Minnesota (42-37) was the top team in the West last year, but the bottom fell out of McHale's Navy this year. No one wants to start the playoffs with a series against the freakishly talented KG, but he is on the wrong end of the W-L equation with Memphis, and he has but 3 games left to be meeting Kobe and the Senorita in Bali on April 22nd.
Minnesota needs to rebuild. Look at it like they already had the bad year, and they got KG. Now, they need to fill the other 11 spots with people who can actually play.
The Boston Marathon
Every Patriot's Day, the Boston Marathon comes to Massachusetts. It starts in the wee town of Hopkinton, winds through the Naticks and Wellesleys of the world- essentially mirroring the Massachusetts Turnpike- and ends beneath the towering Prudential Building. People get all worked up for it, but I could give a hoot.
I'm just glad that it doesn't run through Monponsett. I'd be too tempted to spill gallons of Wesson Oil on a main drag, then sit there with a few friends and a stack of numbered cards for when the Slipping started:
"...and the French judge gives Ntambo a 7.8 for his austere triple gainer into the O'Hearn's rhododendron..."

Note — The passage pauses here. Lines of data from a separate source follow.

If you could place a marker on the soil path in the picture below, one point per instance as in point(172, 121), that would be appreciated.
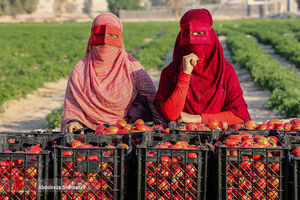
point(29, 113)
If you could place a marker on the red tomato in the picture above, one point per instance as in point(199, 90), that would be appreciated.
point(213, 124)
point(191, 170)
point(192, 126)
point(139, 122)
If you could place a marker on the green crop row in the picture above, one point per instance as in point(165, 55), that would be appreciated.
point(288, 47)
point(282, 82)
point(32, 54)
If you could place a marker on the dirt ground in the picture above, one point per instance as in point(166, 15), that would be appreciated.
point(29, 113)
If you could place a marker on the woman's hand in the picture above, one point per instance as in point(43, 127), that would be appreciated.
point(187, 118)
point(189, 61)
point(72, 127)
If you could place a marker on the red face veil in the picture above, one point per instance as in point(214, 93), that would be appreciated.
point(106, 34)
point(214, 86)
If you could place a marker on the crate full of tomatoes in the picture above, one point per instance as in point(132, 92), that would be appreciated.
point(86, 171)
point(22, 140)
point(172, 167)
point(23, 173)
point(296, 174)
point(252, 167)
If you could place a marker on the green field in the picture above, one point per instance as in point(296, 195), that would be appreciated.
point(32, 54)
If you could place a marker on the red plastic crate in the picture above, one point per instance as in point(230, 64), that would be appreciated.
point(171, 173)
point(252, 173)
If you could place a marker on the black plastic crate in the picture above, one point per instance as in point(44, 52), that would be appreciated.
point(89, 173)
point(182, 174)
point(290, 138)
point(252, 173)
point(296, 178)
point(23, 175)
point(15, 141)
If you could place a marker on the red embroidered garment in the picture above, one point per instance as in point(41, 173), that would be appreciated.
point(213, 85)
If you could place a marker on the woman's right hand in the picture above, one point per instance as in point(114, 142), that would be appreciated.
point(189, 61)
point(72, 127)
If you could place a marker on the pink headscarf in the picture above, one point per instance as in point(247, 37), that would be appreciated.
point(101, 85)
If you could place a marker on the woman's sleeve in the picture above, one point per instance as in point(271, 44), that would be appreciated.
point(234, 100)
point(171, 101)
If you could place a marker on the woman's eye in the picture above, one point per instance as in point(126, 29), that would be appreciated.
point(98, 34)
point(198, 33)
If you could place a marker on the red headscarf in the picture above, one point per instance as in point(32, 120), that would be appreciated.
point(214, 86)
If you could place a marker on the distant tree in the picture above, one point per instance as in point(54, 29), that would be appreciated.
point(16, 8)
point(87, 6)
point(177, 7)
point(59, 6)
point(116, 5)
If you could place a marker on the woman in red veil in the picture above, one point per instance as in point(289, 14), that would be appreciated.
point(199, 84)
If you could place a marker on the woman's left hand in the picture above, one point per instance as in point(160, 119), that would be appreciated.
point(187, 118)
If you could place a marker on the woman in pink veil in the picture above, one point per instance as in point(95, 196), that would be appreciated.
point(107, 84)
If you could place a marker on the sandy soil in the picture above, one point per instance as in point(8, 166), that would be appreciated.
point(29, 113)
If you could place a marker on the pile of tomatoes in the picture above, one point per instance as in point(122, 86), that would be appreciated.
point(16, 180)
point(172, 177)
point(121, 126)
point(255, 173)
point(88, 183)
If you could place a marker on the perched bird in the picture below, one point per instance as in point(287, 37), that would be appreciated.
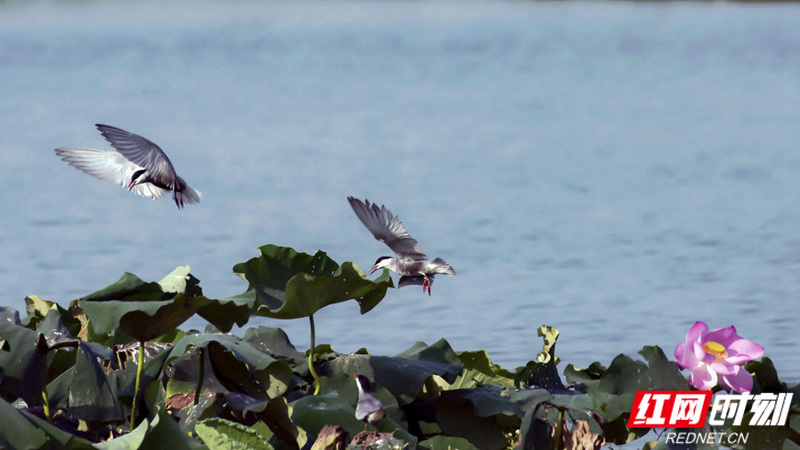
point(369, 409)
point(410, 261)
point(138, 164)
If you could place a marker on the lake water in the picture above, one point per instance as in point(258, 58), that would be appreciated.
point(616, 170)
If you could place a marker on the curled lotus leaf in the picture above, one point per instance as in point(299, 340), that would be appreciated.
point(286, 284)
point(23, 357)
point(17, 432)
point(142, 310)
point(447, 443)
point(85, 388)
point(221, 434)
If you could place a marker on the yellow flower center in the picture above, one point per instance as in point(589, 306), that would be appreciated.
point(716, 349)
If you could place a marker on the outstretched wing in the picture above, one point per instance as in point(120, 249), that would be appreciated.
point(142, 152)
point(108, 166)
point(387, 229)
point(416, 280)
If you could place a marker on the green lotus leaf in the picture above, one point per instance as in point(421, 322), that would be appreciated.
point(165, 433)
point(479, 370)
point(313, 412)
point(130, 441)
point(24, 362)
point(275, 342)
point(18, 433)
point(342, 384)
point(537, 428)
point(140, 309)
point(543, 373)
point(59, 439)
point(613, 393)
point(331, 438)
point(221, 434)
point(447, 443)
point(146, 311)
point(37, 309)
point(85, 389)
point(766, 377)
point(9, 316)
point(285, 284)
point(125, 379)
point(440, 351)
point(244, 352)
point(664, 374)
point(238, 365)
point(486, 401)
point(129, 287)
point(277, 415)
point(403, 377)
point(456, 415)
point(53, 328)
point(226, 312)
point(575, 374)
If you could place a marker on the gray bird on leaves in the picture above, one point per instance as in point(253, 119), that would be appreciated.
point(138, 164)
point(368, 408)
point(410, 261)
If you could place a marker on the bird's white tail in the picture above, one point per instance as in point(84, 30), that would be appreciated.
point(440, 266)
point(191, 195)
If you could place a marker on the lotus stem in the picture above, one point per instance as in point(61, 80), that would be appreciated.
point(138, 379)
point(202, 374)
point(557, 435)
point(311, 356)
point(46, 406)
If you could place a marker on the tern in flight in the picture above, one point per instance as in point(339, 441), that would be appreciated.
point(138, 164)
point(410, 261)
point(368, 408)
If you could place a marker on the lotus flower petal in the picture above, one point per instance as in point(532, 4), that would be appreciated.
point(696, 332)
point(703, 378)
point(743, 351)
point(724, 336)
point(684, 357)
point(716, 357)
point(723, 368)
point(740, 381)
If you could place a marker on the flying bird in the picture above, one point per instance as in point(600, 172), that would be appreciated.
point(410, 261)
point(368, 408)
point(138, 164)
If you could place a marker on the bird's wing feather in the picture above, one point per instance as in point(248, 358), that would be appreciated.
point(141, 151)
point(191, 195)
point(387, 229)
point(416, 280)
point(367, 404)
point(107, 166)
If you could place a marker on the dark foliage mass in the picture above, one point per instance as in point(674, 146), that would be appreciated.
point(113, 371)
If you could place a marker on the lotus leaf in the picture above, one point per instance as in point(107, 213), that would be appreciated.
point(479, 370)
point(18, 433)
point(285, 284)
point(403, 377)
point(221, 434)
point(9, 316)
point(24, 363)
point(447, 443)
point(85, 389)
point(277, 415)
point(313, 412)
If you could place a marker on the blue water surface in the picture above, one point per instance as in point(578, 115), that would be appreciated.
point(616, 170)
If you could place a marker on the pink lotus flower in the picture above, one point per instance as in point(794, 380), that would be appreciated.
point(715, 357)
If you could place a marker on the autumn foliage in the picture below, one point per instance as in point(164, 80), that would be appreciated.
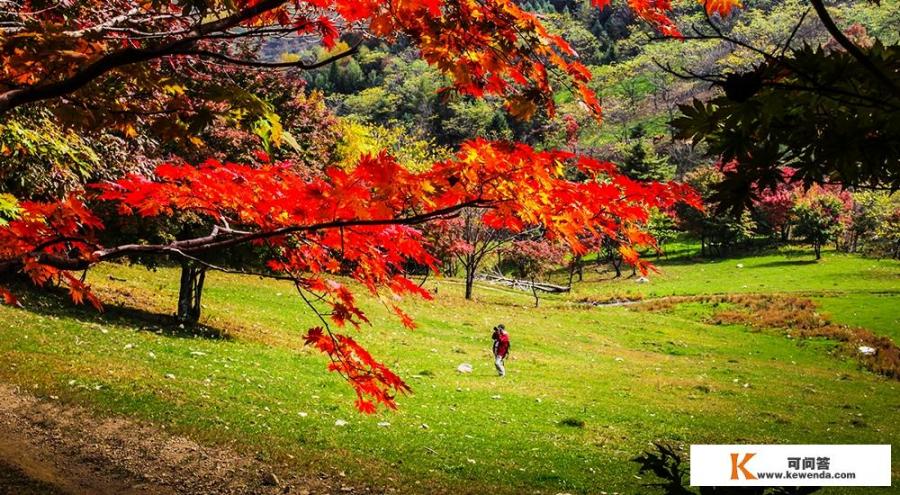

My idea of a race was the late Gurnet Classic Beach Run that used to go 6 miles on Duxbury Beach every summer. Many of the best runners (including Boston Marathon winners Bill Rogers and Alberto Salazar) ran right by my house in Duxbury.
We used to have these two drunks- Tommy Leonard's personal emissaries from The Eliot Lounge - who would sit in front of my house every year and get heavy into the Crunk Juice. They used to shout, "Epic " a lot when the races got good...and the races got better and better every beer.
The Boston suburbs on the Marathon route aren't the kind of places for good, large-scale public drinking. It's also held on a Monday morning, which puts all but the most serious drinkers off their game.
Some Ethiopian usually wins it, and the two finishes people still talk about around here concern some German girl (Utta Pippig?) defecating all over herself, and Rosie Ruiz riding the subway to a shady win in the 1980s.
If you go to it in person, you are stuck in traffic all day while streams of sweaty people run by you. Short of being in Boston as two runners (or rollers...a sprint to the finish would look cooler if it were between two of the wheelchair racers) have it out over the last quarter mile, it is hardly more entertaining than shopping.
Famous Wives of Athletes
He is Berry, Berry sorry that he screwed up THAT marriage.....or DJ is so cool that he told an Oscar winner to hit the bricks? This marriage missed Catwoman and Bat-Man status by a decade.
Joe took it altar-style to Norma Jean. He called it his 3,000th hit.
My grandmother used to think the world of "Brick" Fox. "What nice teeth he has," she used to exclaim. I think the media outlets my grand-mere frequented tended to not discuss the marriage to the shamed Penthouse girl.
The Becker landed the hottest Spice Girl. If he and Nomar traded wives, the brood might win a World Cup by it's own damn self....and Nomar would have the hotter wife.
She was taken from us too soon, this crib-torching freak of a dead R+B singer. If she's in Hell, it's quite possible that she's running the place. If Andre Rison is the reasonable one in a marriage, the marriage is an ugly one.
I lost a $500 bet when police reports revealed that SHE was the one who assaulted HIM.
As Bobcat Goldthwait said, they made Police Academy V because there were too many unanswered questions left after Police Academy IV.
If she kicks Nomar in the Nogads, he'll be caved in through 2017.
She gets points for just surviving the Honeymoon.